6 Replies Latest reply: Jan 2, 2007 10:43 PM by 807599 RSS

    Lucene Support to Russian!

    807599
      I am creating index file using lucene search engine.I am adding Russian characters in the index file but it is inserting special characters.I am unable to figure out the problem.I am using Russian Analyzer as specified in Lucene API.I am using lucene-1.4.3.jar.
        • 1. Re: Lucene Support to Russian!
          800282
          I am creating index file using lucene search engine.I
          am adding Russian characters in the index file but it
          is inserting special characters.I am unable to figure
          out the problem...
          From Lucene In Action, 4.8.1 Unicode and encodings:
          Internally, Lucene stores all characters in the standard UTF-8 encoding.
          ...
          You, however, are responsible for getting external text into Java and Lucene.
          If you?re indexing files on a file system, you need to know what encoding the
          files were saved as in order to read them properly.
          • 2. Re: Lucene Support to Russian!
            807599
            Can u explain in brief how to do that...How to know in what encoding files are saving..I am confused..Please help me out..For your earlier reply thanx.
            • 3. Re: Lucene Support to Russian!
              800282
              Can u explain in brief how to do that...
              No.

              How to know in what encoding files are saving..I am
              confused..Please help me out..For your earlier reply
              thanx.
              If you let Lucene write an index to disk, it's always encoded in UTF-8.
              If you're reading files from disk, you have to know up front (or discover) what encoding they're in in order to read them properly.
              I suggest reading a bit about unicode, encoding schema's and maybe get a hold of a decent Lucene book.

              Useful links:

              Jakarta-lucene Wiki (Lucene FAQ's, tutorials, etc.):
              http://wiki.apache.org/jakarta-lucene/FrontPage?action=show&redirect=FrontPageEN

              Lucene's mailing lists (which are pretty active, btw):
              http://lucene.apache.org/java/docs/mailinglists.html
              • 4. Re: Lucene Support to Russian!
                807599
                Its working now...When i read the index through java code and displayed them the result was Russian Characters...So indexing and searching is working..Thanx.
                Do you know about SecondString20030401.jar.What it does is it compares two strings and based on algorithm you are choosing it will calculate score..Now problem is whether secondstring supports RussianCharacter or not..Thanks for replying earlier dude.
                • 5. Re: Lucene Support to Russian!
                  800282
                  Good to hear you've got things working.

                  ...
                  Do you know about SecondString20030401.jar.What it
                  does is it compares two strings and based on
                  algorithm you are choosing it will calculate
                  score..
                  If you mean this project: http://secondstring.sourceforge.net/
                  then no; I've never used it.

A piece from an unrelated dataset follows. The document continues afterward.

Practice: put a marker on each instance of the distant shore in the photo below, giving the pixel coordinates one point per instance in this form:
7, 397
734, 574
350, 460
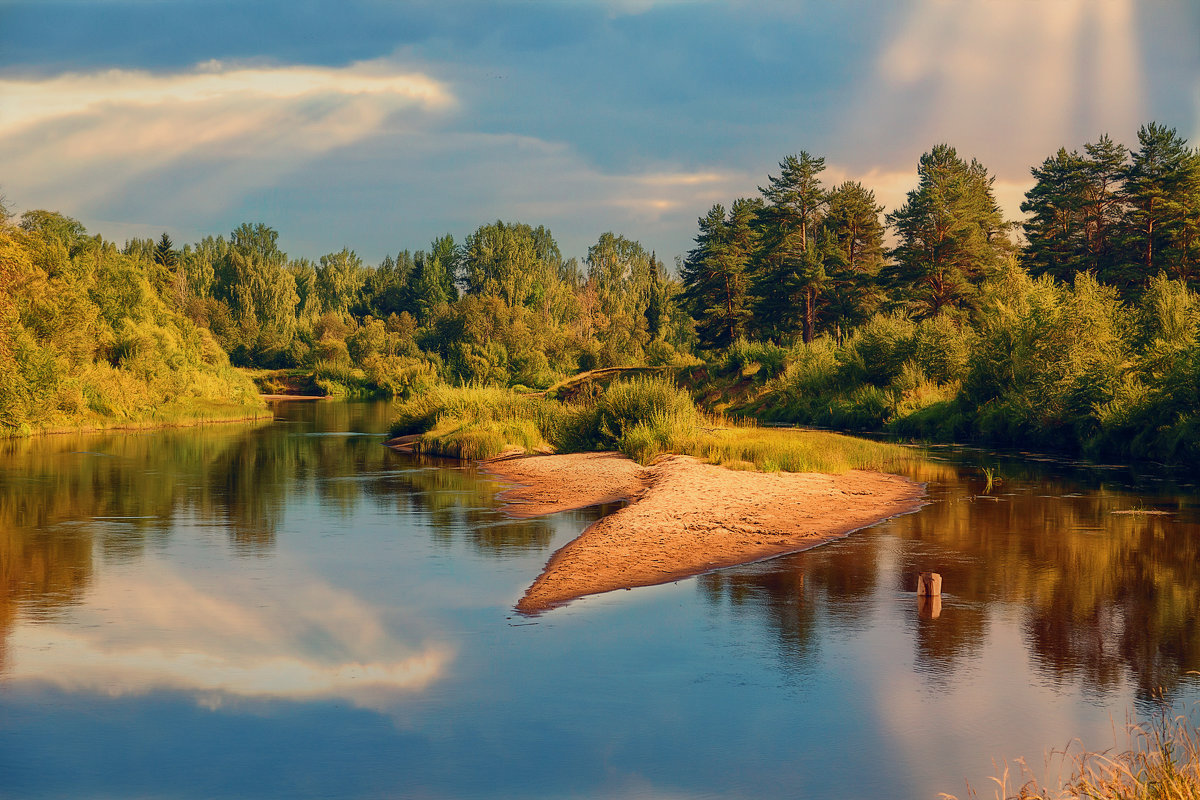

But browsing through the API I see a lot of classic String algorithms (Monge-Elkan, Levenstein, Smith-Waterman, etc.) so it's not just one algorithm.

                  Now problem is whether secondstring supports
                  RussianCharacter or not..
                  Can't help you there either. You'll have too ask the authors, or just try it.

                  Thanks for replying earlier
                  dude.
                  You're welcome... dude.
                  • 6. Re: Lucene Support to Russian!
                    807599
                    Ok..Can you tell me one thing whether lucene is fully compatible with Russian characters or no....